Os protestos são difusos e heterogêneos, mas parecem mais comuns no leste do que no oeste; nos países de língua germânica do que entre os latinos; entre os jovens do que entre os velhos; e mais à direita do que à esquerda. Questionamentos aos lockdowns e mesmo a posições cientificamente consolidadas, como a eficácia e a segurança das vacinas, são legítimos. Mas claramente estão sendo instrumentalizados por partidos populistas. 

“Repentinamente os populistas por toda a Europa tiveram um batismo libertário”, disse em reportagem do jornal Financial Times o cientista político Ivan Krastnev. As certezas que a Europa conquistou nas últimas três crises, ponderou ele, estão sendo revistas.

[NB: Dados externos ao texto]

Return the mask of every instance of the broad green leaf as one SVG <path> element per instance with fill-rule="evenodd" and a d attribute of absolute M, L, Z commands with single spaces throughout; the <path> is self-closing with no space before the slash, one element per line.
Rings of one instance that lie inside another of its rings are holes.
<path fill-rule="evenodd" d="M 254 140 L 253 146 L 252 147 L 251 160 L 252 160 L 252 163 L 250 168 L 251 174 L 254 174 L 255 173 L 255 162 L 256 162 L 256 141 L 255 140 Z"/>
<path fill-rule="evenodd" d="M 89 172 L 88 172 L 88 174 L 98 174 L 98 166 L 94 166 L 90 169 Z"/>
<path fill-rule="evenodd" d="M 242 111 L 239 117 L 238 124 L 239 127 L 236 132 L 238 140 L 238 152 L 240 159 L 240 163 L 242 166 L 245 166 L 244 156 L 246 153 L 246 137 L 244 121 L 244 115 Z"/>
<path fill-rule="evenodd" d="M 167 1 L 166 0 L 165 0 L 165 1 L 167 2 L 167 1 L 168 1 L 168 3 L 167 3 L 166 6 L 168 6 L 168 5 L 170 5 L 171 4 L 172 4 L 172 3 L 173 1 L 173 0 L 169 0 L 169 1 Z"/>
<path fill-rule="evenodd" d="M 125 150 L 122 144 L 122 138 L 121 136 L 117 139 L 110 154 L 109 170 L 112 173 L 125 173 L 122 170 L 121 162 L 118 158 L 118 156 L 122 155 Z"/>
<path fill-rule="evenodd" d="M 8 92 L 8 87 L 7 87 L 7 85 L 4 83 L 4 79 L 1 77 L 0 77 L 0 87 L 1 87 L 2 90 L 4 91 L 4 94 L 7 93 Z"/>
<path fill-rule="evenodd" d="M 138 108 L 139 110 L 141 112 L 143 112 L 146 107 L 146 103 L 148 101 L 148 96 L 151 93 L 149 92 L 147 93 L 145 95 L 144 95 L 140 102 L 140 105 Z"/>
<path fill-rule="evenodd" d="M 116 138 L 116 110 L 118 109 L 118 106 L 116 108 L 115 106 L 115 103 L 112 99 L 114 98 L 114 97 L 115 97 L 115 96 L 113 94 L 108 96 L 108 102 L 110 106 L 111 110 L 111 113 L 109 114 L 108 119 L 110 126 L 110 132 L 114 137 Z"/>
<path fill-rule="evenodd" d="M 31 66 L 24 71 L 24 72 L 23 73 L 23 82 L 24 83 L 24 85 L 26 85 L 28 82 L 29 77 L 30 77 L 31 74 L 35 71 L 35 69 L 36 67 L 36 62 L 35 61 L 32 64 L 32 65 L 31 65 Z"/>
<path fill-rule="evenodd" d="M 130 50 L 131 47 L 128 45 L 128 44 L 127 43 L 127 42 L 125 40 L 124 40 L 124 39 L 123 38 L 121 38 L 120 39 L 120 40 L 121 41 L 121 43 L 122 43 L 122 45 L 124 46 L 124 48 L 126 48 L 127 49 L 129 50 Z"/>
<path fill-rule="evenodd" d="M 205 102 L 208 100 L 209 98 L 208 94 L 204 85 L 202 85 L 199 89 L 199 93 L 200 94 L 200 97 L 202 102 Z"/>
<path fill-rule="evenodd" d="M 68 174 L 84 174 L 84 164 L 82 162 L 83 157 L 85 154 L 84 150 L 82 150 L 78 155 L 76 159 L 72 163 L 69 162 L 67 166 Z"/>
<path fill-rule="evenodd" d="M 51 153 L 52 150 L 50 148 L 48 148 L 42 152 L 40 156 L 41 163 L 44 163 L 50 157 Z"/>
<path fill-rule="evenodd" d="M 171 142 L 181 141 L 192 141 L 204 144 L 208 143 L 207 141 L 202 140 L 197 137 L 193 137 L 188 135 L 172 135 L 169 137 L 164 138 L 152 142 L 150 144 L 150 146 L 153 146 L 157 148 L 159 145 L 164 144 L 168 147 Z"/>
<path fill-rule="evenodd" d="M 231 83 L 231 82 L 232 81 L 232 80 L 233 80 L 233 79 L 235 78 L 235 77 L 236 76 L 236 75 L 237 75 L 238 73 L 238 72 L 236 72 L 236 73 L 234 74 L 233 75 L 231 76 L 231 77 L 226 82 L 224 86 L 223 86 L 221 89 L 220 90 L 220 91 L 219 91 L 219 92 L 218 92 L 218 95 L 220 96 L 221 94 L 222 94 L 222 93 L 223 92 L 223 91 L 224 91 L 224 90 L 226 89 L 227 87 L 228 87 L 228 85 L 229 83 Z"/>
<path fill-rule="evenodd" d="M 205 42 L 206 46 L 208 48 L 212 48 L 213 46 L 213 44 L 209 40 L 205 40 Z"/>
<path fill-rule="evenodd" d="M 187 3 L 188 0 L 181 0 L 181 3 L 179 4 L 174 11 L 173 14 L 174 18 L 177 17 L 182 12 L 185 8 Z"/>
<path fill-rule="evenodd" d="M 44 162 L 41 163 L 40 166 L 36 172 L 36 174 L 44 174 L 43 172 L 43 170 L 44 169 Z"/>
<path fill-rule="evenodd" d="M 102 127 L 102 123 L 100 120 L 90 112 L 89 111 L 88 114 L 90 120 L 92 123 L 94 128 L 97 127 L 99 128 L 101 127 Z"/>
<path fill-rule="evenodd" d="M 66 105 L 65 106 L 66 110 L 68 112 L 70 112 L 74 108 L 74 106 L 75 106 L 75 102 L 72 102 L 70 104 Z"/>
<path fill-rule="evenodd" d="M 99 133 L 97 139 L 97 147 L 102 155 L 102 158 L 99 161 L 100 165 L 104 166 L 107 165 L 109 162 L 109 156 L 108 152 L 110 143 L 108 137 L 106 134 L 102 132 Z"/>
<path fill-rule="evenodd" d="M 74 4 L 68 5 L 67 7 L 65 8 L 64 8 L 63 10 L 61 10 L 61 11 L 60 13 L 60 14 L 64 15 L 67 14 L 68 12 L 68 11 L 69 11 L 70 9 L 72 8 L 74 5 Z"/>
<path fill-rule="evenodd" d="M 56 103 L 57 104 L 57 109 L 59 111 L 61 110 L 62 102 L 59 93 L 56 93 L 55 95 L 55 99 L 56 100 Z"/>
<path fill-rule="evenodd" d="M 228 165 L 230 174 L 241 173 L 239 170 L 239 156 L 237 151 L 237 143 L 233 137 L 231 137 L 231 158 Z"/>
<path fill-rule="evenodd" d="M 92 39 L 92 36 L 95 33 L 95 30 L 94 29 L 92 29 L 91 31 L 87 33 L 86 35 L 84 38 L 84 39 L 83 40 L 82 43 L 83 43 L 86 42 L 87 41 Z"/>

Na guerra ao terror ela se posicionou a favor da privacidade e das liberdades civis, mas a pandemia impôs as maiores restrições desde a 2.ª Guerra; na crise financeira, ela defendeu a disciplina fiscal, mas agora a dívida pública escalou; e na crise migratória, a Europa defendeu o acolhimento e a integração, mas com a covid se transformou numa fortaleza.

Como apontou o comentarista político Thomas Hofer, a questão-chave é se os populistas conseguirão fundir as tendências crescentes e variadas de insatisfação a propósito de direitos individuais em algo mais durável relacionado a tributos, custo de vida ou às restrições impostas pelas políticas climáticas.

Um estudo do FMI com 133 países entre 2001 e 2018 verificou que a agitação política tende a atingir um pico dois anos após o começo de uma epidemia. A se confirmar essa tendência, 2022 será um ano turbulento. As forças democráticas precisam estar em guarda.